Valorization of consolidated bioprocessing residues for bioplastics

Abstract

This study demonstrates an organic solvent-free processing strategy to valorize consolidated bioprocessing (CBP) residues, from switchgrass and poplar biomass, into functional poly(butylene succinate) (PBS)-based biocomposites using high-shear homogenization (HSH). HSH transformed the switchgrass and poplar CBP residues (CBP-R) into fine, uniformly distributed particles and microfibers. The composites of PBS with homogenized switchgrass residues (H-CBP-R-SG) or homogenized poplar residues (H-CBP-R-P) at a 70/30 weight ratio exhibited improved processability and mechanical integrity, with the Young's modulus for the PBS/H-CBP-R-SG and PBS/H-CBP-R-P nearly doubling to 0.66 ± 0.07 GPa and 0.65 ± 0.04 GPa, respectively, compared to neat PBS (0.36 ± 0.02 GPa).
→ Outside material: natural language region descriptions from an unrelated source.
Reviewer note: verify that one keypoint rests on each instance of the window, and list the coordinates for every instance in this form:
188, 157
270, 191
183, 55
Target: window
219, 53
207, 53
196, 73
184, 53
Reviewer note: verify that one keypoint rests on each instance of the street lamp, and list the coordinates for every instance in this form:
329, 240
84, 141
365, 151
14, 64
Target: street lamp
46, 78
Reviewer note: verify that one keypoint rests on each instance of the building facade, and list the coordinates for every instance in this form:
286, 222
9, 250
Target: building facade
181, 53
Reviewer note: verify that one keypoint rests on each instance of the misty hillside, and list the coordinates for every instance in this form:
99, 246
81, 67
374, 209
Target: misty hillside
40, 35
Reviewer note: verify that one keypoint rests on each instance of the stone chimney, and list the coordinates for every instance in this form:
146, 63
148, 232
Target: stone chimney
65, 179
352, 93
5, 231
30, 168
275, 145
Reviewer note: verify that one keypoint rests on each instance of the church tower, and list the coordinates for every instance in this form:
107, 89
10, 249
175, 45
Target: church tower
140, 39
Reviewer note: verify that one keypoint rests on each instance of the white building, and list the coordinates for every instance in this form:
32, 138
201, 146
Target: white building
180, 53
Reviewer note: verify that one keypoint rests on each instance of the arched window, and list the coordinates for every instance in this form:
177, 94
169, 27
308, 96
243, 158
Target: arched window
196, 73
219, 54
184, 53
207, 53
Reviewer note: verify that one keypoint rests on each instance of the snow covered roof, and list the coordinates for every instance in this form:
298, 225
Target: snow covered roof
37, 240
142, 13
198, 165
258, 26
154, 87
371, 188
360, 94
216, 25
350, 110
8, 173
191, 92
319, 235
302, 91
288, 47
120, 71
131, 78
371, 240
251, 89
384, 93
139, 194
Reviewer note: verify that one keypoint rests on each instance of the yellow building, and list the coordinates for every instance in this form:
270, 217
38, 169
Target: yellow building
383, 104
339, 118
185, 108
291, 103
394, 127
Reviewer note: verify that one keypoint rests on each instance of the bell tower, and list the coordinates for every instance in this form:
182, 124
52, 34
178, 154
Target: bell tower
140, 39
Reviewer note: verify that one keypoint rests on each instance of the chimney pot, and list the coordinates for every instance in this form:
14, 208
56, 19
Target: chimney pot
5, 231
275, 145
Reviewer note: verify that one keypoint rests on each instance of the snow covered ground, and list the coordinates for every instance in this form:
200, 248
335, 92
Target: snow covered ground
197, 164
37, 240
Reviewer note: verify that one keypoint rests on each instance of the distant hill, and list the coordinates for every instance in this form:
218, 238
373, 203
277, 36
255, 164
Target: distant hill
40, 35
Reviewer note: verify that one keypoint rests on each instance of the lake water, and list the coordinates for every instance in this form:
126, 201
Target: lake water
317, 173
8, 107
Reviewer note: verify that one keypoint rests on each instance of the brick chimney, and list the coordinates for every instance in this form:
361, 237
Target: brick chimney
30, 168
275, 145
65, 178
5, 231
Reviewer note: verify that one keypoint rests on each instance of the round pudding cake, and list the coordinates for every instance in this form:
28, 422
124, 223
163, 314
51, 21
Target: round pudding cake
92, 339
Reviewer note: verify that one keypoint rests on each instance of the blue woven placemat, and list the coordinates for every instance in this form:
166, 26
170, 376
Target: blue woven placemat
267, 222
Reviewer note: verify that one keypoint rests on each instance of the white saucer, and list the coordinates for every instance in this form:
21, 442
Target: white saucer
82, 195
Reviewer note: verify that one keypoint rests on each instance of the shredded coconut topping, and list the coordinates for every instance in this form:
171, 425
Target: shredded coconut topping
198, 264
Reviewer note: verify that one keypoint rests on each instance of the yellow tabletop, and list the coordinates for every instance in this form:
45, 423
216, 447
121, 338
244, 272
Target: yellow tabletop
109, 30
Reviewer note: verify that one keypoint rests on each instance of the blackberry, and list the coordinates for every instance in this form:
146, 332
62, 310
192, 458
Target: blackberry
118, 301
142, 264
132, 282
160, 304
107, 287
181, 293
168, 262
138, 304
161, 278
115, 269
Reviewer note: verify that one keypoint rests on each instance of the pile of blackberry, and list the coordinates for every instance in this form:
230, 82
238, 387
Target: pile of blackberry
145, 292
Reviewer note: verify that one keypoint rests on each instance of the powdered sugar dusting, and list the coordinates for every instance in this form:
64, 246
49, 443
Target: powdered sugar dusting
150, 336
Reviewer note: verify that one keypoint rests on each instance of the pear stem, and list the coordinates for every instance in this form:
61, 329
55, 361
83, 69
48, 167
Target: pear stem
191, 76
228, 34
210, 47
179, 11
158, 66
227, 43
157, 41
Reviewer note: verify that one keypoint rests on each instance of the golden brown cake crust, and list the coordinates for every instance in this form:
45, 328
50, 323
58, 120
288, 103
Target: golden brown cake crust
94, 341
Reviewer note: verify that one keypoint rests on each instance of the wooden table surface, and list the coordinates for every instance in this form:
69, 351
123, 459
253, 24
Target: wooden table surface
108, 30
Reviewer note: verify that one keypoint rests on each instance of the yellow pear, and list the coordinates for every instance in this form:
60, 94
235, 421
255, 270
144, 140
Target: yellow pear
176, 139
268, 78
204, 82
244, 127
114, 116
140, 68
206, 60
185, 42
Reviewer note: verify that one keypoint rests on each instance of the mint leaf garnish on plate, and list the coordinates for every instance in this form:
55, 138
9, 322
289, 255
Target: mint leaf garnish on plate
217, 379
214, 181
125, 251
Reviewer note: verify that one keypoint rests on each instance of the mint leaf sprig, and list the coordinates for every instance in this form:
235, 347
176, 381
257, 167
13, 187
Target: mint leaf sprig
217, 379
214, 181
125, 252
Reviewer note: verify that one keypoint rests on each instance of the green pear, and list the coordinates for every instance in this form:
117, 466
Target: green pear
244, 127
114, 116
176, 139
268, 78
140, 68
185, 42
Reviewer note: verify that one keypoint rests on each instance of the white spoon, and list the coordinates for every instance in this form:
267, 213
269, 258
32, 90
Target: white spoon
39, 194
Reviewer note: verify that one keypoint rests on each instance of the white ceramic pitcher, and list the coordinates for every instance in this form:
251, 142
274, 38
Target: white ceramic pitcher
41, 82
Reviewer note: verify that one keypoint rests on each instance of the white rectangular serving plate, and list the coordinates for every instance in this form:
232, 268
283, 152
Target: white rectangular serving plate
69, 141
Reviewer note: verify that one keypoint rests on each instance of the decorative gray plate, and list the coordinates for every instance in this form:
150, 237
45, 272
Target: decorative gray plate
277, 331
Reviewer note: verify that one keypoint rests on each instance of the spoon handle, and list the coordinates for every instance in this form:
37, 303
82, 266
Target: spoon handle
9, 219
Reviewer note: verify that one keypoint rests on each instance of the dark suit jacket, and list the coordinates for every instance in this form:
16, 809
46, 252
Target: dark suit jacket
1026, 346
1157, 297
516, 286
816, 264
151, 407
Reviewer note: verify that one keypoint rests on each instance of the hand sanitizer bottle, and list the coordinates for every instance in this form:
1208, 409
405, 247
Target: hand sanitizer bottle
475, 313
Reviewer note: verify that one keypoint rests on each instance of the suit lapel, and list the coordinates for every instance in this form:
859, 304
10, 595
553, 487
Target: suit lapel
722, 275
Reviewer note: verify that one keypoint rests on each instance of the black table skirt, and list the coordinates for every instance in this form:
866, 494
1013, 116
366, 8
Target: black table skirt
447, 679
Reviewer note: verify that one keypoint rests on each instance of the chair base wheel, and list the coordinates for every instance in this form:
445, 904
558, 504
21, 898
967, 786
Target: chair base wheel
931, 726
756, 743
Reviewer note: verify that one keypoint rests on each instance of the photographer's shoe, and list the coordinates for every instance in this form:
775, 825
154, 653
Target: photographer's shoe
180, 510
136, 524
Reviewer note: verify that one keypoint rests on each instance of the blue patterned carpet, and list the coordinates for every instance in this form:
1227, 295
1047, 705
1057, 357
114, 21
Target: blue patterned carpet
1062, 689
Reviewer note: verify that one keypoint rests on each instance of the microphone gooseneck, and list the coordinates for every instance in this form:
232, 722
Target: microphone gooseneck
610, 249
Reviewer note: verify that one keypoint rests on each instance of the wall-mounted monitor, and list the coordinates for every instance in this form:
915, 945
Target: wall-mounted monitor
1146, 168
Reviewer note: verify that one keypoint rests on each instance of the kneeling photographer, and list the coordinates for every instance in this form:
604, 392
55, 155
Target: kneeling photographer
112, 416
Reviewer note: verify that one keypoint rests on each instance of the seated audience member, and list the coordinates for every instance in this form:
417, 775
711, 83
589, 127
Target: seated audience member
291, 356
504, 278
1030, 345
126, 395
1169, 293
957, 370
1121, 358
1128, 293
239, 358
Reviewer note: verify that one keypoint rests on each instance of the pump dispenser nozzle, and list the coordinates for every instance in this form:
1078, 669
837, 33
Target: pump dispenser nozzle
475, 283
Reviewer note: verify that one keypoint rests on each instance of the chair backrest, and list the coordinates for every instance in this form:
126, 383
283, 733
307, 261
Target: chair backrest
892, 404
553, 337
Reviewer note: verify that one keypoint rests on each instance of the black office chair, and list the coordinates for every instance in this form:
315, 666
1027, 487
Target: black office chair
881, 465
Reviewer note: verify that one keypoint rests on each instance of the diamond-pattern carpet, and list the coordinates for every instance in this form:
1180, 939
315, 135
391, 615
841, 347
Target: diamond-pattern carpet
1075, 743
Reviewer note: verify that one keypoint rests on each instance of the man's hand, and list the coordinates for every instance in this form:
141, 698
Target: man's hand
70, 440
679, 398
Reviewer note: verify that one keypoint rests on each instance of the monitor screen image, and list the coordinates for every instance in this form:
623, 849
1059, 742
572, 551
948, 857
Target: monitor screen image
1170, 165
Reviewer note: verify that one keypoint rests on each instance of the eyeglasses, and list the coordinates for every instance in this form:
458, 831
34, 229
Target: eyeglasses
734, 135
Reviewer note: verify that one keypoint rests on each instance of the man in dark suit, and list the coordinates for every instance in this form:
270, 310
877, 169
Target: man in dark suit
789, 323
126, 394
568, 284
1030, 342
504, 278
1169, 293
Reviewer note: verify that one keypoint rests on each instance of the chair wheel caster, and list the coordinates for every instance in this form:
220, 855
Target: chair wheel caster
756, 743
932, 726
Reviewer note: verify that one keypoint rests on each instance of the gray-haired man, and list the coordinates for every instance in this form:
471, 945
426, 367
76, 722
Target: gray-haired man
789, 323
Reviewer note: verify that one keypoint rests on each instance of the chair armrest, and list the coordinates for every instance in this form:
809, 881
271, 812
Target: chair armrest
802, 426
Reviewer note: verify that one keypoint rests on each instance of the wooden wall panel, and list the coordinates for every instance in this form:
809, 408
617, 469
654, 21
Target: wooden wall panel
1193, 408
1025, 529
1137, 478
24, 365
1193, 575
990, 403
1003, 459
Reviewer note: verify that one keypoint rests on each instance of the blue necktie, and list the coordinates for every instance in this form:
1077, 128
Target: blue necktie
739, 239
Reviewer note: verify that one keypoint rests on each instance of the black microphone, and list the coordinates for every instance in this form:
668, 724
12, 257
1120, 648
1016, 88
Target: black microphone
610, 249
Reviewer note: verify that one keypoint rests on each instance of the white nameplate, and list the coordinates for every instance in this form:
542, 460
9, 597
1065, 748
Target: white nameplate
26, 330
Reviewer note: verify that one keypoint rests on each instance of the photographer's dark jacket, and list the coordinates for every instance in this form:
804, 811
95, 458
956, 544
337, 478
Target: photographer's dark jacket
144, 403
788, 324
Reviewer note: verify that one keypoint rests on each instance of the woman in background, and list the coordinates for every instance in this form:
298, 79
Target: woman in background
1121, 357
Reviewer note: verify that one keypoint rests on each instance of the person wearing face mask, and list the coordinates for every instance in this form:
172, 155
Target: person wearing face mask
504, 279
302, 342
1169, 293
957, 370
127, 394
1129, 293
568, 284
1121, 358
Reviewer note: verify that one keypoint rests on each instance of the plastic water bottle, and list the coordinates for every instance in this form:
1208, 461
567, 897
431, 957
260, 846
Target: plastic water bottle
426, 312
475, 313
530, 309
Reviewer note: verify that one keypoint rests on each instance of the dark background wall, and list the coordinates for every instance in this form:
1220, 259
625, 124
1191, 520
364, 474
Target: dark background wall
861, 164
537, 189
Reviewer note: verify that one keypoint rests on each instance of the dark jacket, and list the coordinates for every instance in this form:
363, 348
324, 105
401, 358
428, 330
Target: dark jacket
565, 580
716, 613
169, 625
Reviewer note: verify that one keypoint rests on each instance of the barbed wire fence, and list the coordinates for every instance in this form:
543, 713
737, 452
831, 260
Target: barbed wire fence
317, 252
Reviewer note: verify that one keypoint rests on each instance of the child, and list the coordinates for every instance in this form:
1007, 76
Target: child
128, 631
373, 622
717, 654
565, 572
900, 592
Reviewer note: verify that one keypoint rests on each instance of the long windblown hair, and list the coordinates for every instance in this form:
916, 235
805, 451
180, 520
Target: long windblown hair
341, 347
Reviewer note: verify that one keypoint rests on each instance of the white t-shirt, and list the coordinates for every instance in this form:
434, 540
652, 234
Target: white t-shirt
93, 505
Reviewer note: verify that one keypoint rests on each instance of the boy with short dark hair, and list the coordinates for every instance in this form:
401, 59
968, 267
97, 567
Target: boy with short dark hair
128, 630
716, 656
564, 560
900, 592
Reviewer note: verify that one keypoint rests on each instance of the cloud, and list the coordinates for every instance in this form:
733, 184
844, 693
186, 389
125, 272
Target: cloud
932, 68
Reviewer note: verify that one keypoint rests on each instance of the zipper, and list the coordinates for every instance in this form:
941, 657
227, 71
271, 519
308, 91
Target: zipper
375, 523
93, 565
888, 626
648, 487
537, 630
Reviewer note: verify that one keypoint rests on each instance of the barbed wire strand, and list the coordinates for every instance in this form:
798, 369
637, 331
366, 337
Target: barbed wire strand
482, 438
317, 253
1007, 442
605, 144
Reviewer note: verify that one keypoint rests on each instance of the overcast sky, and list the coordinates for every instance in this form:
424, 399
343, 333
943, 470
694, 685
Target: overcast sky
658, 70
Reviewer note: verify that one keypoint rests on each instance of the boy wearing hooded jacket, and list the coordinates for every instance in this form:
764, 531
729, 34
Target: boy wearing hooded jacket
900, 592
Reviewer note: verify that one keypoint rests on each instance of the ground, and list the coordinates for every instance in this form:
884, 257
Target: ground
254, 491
Dynamic Mechanical Analysis (DMA) reveals a significant suppression of the tan δ peak magnitude, indicating that HSH-mediated physical activation facilitates stress transfer in composites typical of covalent chemical grafting systems. While the transition to a stiffness-dominated profile reduces ductility, the resulting composites exhibit the dimensional stability and resistance to thermal warping required for high-fidelity FDM 3D printing and injection molding. Beyond material performance, comprehensive techno-economic analysis (TEA) and life cycle assessment (LCA) confirmed that diverting CBP residues into composite products can improve the economic viability of the biorefinery without substantially increasing biorefinery global warming potential (GWP). At a 30 wt% blend ratio, incorporating residuals into PBS yielded a minimum selling price for the composite of $4.07 per kg compared to the conventional bioplastic price of $5.00 per kg. This approach aligns with circular bioeconomy principles by converting waste streams into value-added products. Furthermore, this innovative strategy addresses key challenges in bioplastic development, including cost, compatibility, and performance, while simultaneously advancing waste minimization strategies for sustainable manufacturing systems.